La projection de notre imagination ne se limite pas seulement aux marionnettes, mais aussi à ce qu’elles regardent ou à ce qu’elles ne voient pas. Dans le premier cas, Marta Cuscunà a postposé le problème de représenter une véritable bataille sur scène. La scène elle-même n’est pas transformée en champ de bataille, mais ce sont les personnages qui l’observent et nous la décrivent. Dans le deuxième cas, il est important de mentionner que le seul corps humain reste très éloigné des corbeaux. Contrairement à Sorry, Boys, il ne s’agit pas ici d’un effacement du corps, mais on voit les mannequins, les enfants qui ont un corps car ils sont les seuls survivants de l’humanité. Le fait qu’ils se trouvent « dans l’obscurité » dans un espace confiné symbolise la vision d’un monde patriarcale qui s'est imposée par la suite. D’ailleurs, dans cet espace scénique verticale, on voit un écran mobile sur lequel un message se répète continuellement : « Que veux-tu voir ?».
Dans La semplicità ingannata un autre sujet sur-avec-de la « femme » s'impose. Cette fois-ci, Marta Cuscunà n’est pas seulement une marionnettiste, mais elle est aussi actrice dotée d’un grand talent. Ce spectacle mélange le théâtre de marionnettes et le théâtre-récit. Il se caractérise par une série de monologues où Marta Cuscunà nous raconte l’histoire des religieuses de Sainte-Claire à Udine, les Clarisses. Malgré les tentatives de l’inquisition de rétablir son contrôle, elles ont réussi à transformer leur couvent en un lien de liberté de pensée, défiant ainsi les normes de la société de l’époque qui excluaient les femmes de la vie économique, politique et sociale.

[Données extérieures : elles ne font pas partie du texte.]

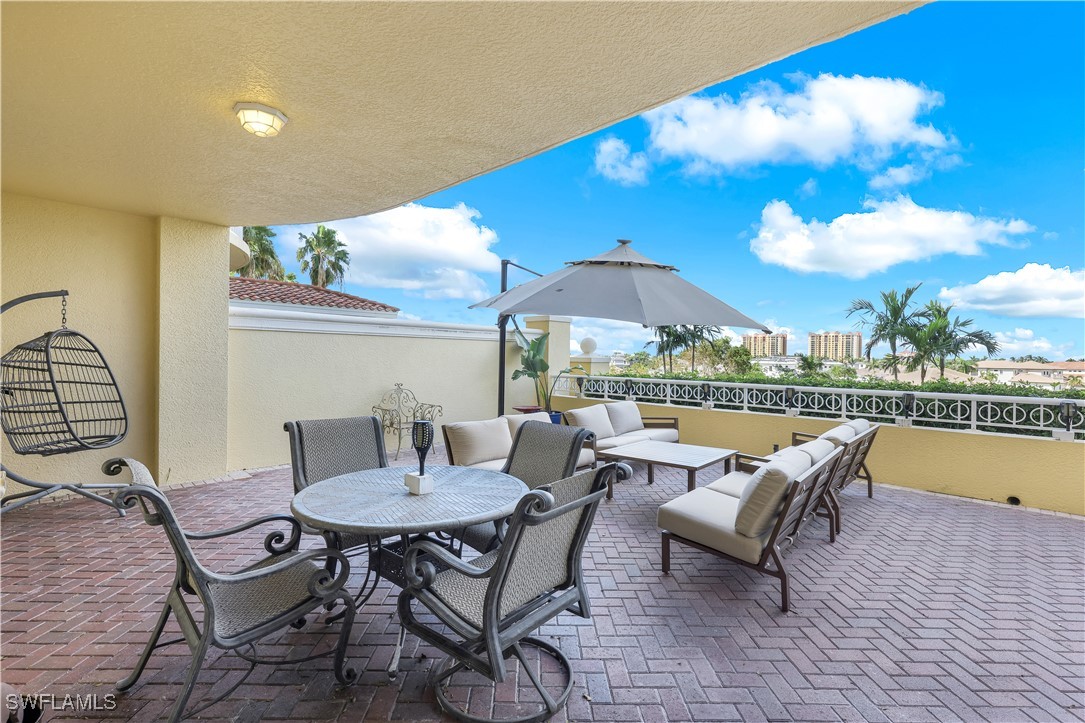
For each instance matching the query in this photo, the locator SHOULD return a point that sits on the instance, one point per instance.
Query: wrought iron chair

Tout d’bord habillée en une robe de mariée, elle assume les rôles des filles au XVIᵉ siècle qui étaient considérées comme un fardeau économique pour leurs pères. Ensuite, elle revêt l’habit des religieuses pour parler du monachisme forcé qui était une solution en cas de crise économique. Les marionnettes qui l’accompagnent sont : les poupées aux yeux immenses, inspirées du film Pixar (Drôles d'oiseaux sur une ligne à haute tension) représentant les Clarisses ; et la tête d’un inquisiteur, leur antipode.
L’une des plus grandes beautés des spectacles de Marta Cuscunà réside dans le fait que ses marionnettes sont vivantes et crédibles, même lorsqu’elle ne les manipule pas. Et quand elle le fait, nous sommes transportés dans un univers imaginaire et fictif, mais qui trouve écho dans notre société et notre réalité actuelles. Les histoires dont parle Marta Cuscunà résonnent toujours et nous rappellent que le monde des Fanes ou des Clarisses perdure encore. Et pour en citer un exemple : dans certains villages des Balkans, notamment en Albanie et au Kosovo, il existe une tradition liée aux Burrnesh. Aussi appelées « vierges jurées », ce sont des femmes qui, pour diverses raisons, assument une identité masculine. Dans une société profondément patriarcale, il n'est en effet pas accepté de vivre sans la présence d’un homme. Ainsi, devenir une Burrnesh est la solution pour une famille dépourvue de figure masculine.
Les marionnettes de Marta Cuscunà ont une liberté unique de parler quand les gens ne le peuvent pas.